For instance, the latest NBC News/Wall Street Journal poll shows him with 47 percent, or a couple of points less than he got in the 2000 election. The Ipsos-Reid/Cook Political Report poll taken two weeks ago shows him at 43 percent. The CBS News/New York Times poll gives Bush 34 percent, the unnamed Democrat 21 percent, with 56 percent of independent voters undecided.

Whatever their opinions about war and terrorism, voters are presently more worried about the economy, with good reason. The Philadelphia Fed survey of economists released earlier this week cut growth forecasts sharply, as unemployment continues to rise. First-term presidents with that kind of economic record don't usually get a second term.

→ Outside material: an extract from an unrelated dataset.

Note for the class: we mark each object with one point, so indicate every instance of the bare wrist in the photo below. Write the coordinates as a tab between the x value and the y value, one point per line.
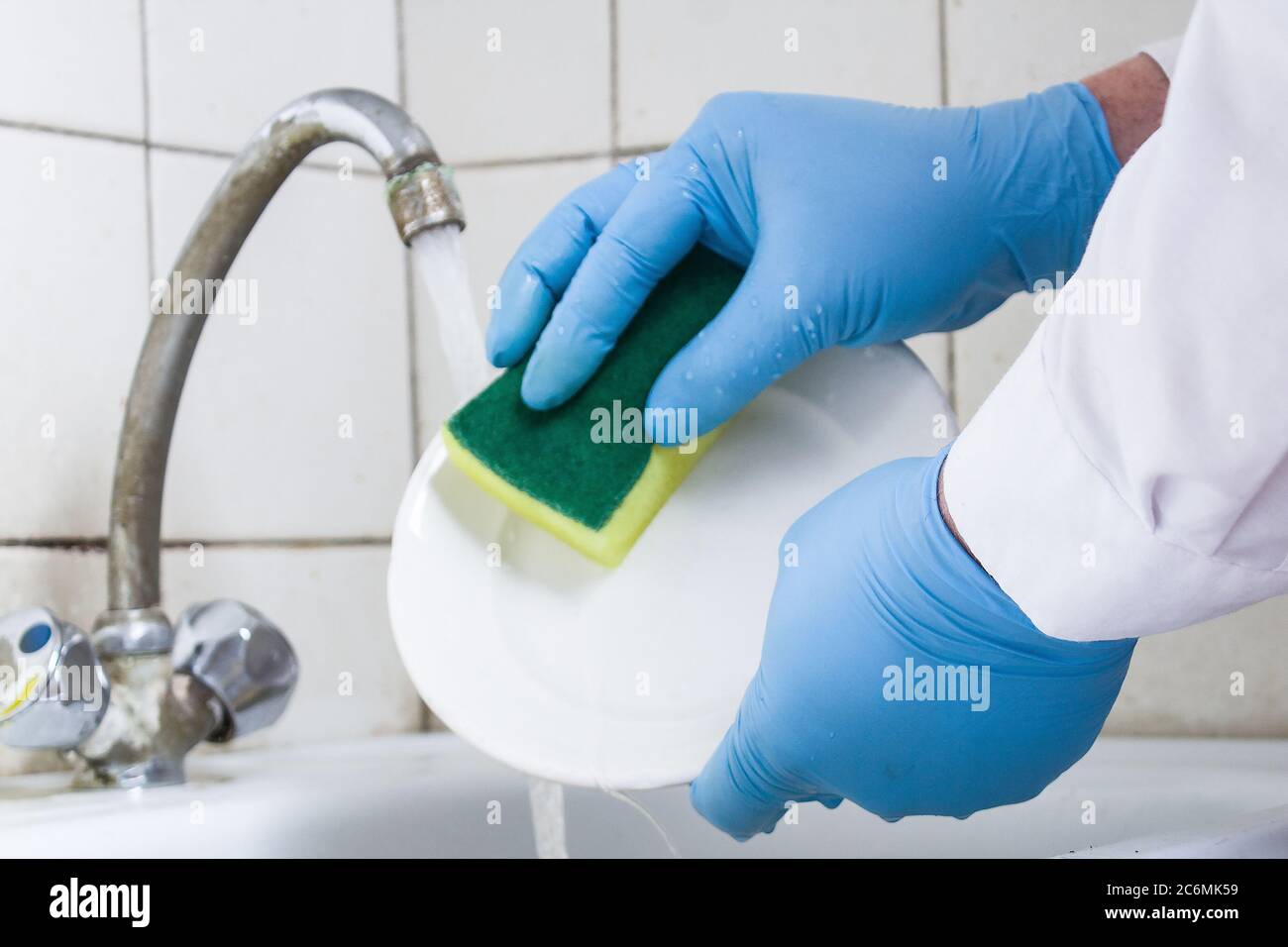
1131	95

Yes, the Democrats have to find a voice and a focus. Yes, national security will be a salient issue, and perhaps the dominant issue depending on events yet to unfold. Yes, the Republicans are raising an enormous campaign war chest and rewarding their donors -- even with what Bush called an "itty-bitty" tax cut.

But voters apparently hate the tax package. (An excellent blog aptly named "It's Still the Economy, Stupid" provides graphic illustrations of how the GOP "jobs" tax cut will be maldistributed -- and the record number of jobs Bush has lost so far.) And remember that Bush outspent Al Gore by many, many millions of dollars -- and lost the election by a few million votes. He may win, but he isn't unbeatable.

War without end
A reader writes to protest the amount of space I've devoted to controversy over "The Clinton Wars" while more urgent issues demand attention. Others such as Atrios remain fascinated by that unending conflict, as am I. Anyway, I should mention that Joseph Lelyveld has sent this letter to the New York Review of Books acknowledging errors in his review of "The Clinton Wars." Despite its facetious tone, its avoidance of the questions I raised about reporting failures by the Times under his leadership, and some special pleading, his admissions are better than nothing.

Somewhat disingenuously, however, the former Times executive editor now claims he meant to say that Blumenthal never received a "personal apology" from Clinton. Yet that phrase appears nowhere in his review. Clinton's televised speech to the nation after his grand jury appearance, he wrote, "was the only apology Blumenthal would ever get." As recounted on Page 552, Clinton later expressed his regrets to Blumenthal in a private meeting. Referring to the president's former aide as "the underling" underlines both Lelyveld's bilious attitude and his careless mistake.